I'm having the same issue. I have CUDA installed, nvcc works, and CUDA_PATH is set. Doing: set CMAKE_ARGS=-DLLAMA_CUDA=ON pip install llama-cpp-python --force-reinstall --upgrade --no-cache-dir --verbose

Don't see any errors in the installation.
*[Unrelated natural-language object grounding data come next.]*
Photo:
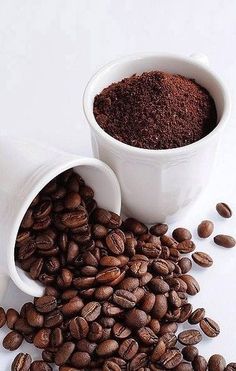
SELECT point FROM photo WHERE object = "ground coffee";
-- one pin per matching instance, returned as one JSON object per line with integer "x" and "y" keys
{"x": 156, "y": 110}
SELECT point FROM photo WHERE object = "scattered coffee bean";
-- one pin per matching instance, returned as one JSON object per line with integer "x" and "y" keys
{"x": 21, "y": 362}
{"x": 202, "y": 259}
{"x": 224, "y": 210}
{"x": 209, "y": 327}
{"x": 216, "y": 363}
{"x": 224, "y": 240}
{"x": 205, "y": 229}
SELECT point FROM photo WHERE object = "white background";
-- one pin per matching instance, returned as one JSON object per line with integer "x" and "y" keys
{"x": 48, "y": 51}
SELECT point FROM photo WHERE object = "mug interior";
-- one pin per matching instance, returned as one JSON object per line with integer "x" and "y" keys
{"x": 126, "y": 67}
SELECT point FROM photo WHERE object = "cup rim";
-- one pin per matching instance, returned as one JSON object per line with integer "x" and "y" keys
{"x": 68, "y": 164}
{"x": 154, "y": 152}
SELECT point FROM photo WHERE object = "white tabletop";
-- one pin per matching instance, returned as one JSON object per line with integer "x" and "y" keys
{"x": 48, "y": 51}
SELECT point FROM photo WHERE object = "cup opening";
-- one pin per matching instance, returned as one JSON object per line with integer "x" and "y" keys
{"x": 97, "y": 175}
{"x": 127, "y": 66}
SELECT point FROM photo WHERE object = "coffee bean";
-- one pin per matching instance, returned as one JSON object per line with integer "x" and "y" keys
{"x": 40, "y": 366}
{"x": 2, "y": 317}
{"x": 80, "y": 359}
{"x": 197, "y": 316}
{"x": 111, "y": 366}
{"x": 79, "y": 328}
{"x": 171, "y": 359}
{"x": 192, "y": 285}
{"x": 159, "y": 229}
{"x": 186, "y": 246}
{"x": 190, "y": 337}
{"x": 45, "y": 304}
{"x": 209, "y": 327}
{"x": 216, "y": 363}
{"x": 107, "y": 348}
{"x": 128, "y": 349}
{"x": 120, "y": 331}
{"x": 205, "y": 229}
{"x": 108, "y": 275}
{"x": 147, "y": 336}
{"x": 124, "y": 298}
{"x": 42, "y": 338}
{"x": 231, "y": 367}
{"x": 64, "y": 353}
{"x": 12, "y": 316}
{"x": 115, "y": 243}
{"x": 224, "y": 210}
{"x": 202, "y": 259}
{"x": 12, "y": 341}
{"x": 21, "y": 362}
{"x": 199, "y": 363}
{"x": 224, "y": 240}
{"x": 136, "y": 318}
{"x": 91, "y": 311}
{"x": 181, "y": 234}
{"x": 185, "y": 265}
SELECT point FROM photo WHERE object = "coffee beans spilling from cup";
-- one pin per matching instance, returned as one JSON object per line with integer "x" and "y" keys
{"x": 115, "y": 291}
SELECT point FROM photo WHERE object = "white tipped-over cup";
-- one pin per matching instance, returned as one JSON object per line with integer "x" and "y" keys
{"x": 158, "y": 185}
{"x": 25, "y": 168}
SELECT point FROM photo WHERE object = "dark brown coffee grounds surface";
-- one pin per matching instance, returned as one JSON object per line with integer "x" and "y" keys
{"x": 156, "y": 110}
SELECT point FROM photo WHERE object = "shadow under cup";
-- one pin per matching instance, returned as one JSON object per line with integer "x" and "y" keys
{"x": 158, "y": 185}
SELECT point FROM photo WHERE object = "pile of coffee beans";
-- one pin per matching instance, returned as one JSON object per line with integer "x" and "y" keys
{"x": 115, "y": 292}
{"x": 156, "y": 110}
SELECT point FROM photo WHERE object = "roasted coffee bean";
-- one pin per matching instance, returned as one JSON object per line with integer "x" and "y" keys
{"x": 190, "y": 352}
{"x": 181, "y": 234}
{"x": 136, "y": 318}
{"x": 42, "y": 338}
{"x": 12, "y": 316}
{"x": 190, "y": 337}
{"x": 124, "y": 299}
{"x": 64, "y": 353}
{"x": 171, "y": 359}
{"x": 209, "y": 327}
{"x": 111, "y": 366}
{"x": 12, "y": 341}
{"x": 199, "y": 363}
{"x": 108, "y": 275}
{"x": 40, "y": 366}
{"x": 135, "y": 226}
{"x": 192, "y": 285}
{"x": 224, "y": 240}
{"x": 186, "y": 246}
{"x": 79, "y": 328}
{"x": 21, "y": 362}
{"x": 45, "y": 304}
{"x": 128, "y": 349}
{"x": 2, "y": 317}
{"x": 224, "y": 210}
{"x": 231, "y": 367}
{"x": 91, "y": 311}
{"x": 73, "y": 307}
{"x": 80, "y": 359}
{"x": 185, "y": 265}
{"x": 147, "y": 336}
{"x": 216, "y": 363}
{"x": 159, "y": 229}
{"x": 107, "y": 348}
{"x": 197, "y": 316}
{"x": 160, "y": 307}
{"x": 202, "y": 259}
{"x": 205, "y": 229}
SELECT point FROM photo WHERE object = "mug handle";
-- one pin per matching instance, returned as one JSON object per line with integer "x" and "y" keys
{"x": 201, "y": 59}
{"x": 4, "y": 282}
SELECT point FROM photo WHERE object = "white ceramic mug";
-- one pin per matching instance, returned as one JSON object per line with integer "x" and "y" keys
{"x": 25, "y": 168}
{"x": 158, "y": 185}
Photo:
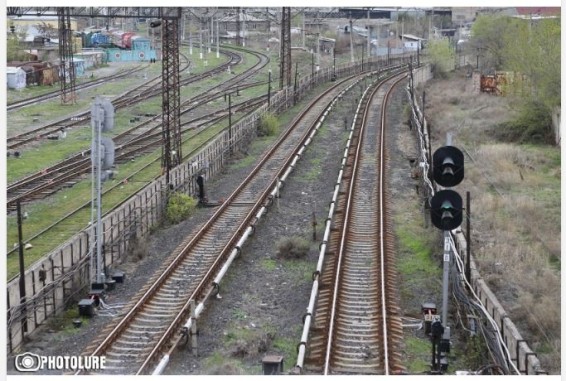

Yet when I run it I get BLAS = 0:

Getting the same result with: set CMAKE_ARGS=-DLLAMA_CUBLAS=ON pip install llama-cpp-python --force-reinstall --upgrade --no-cache-dir --verbose

May 07 '24 22:05 MarianoMolina

cuda version i'm using v12.4, windows 10 i think it will also work with windows 11

I have tried this from Windows PowerShell and it works for me
$env:CMAKE_ARGS="-DLLAMA_CUBLAS=on"
$env:CUDACXX="C:\Program Files\NVIDIA GPU Computing Toolkit\CUDA\v12.4\bin\nvcc.exe"
pip install --upgrade --force-reinstall --no-cache-dir llama-cpp-python

It seems to be the problem of windows 11, i made it worked in windows 10 months ago (while the version of llama-cpp-python==0.1.72), but when i turn into the latest version with win11 it doesn't work :(

May 09 '24 03:05 XunfunLee

I'm having the same issue. I have CUDA installed, nvcc works, and CUDA_PATH is set. Doing: set CMAKE_ARGS=-DLLAMA_CUDA=ON pip install llama-cpp-python --force-reinstall --upgrade --no-cache-dir --verbose

Don't see any errors in the installation. Yet when I run it I get BLAS = 0:

AVX = 1 | AVX_VNNI = 0 | AVX2 = 1 | AVX512 = 0 | AVX512_VBMI = 0 | AVX512_VNNI = 0 | FMA = 1 | NEON = 0 | ARM_FMA = 0 | F16C = 1 | FP16_VA = 0 | WASM_SIMD = 0 | BLAS = 0 | SSE3 = 1 | SSSE3 = 0 | VSX = 0 | MATMUL_INT8 = 0 | LLAMAFILE = 1 |

Getting the same result with: set CMAKE_ARGS=-DLLAMA_CUBLAS=ON pip install llama-cpp-python --force-reinstall --upgrade --no-cache-dir --verbose

Yeap, if you make it work plz let me know :) I will keep trying to find the solution as well.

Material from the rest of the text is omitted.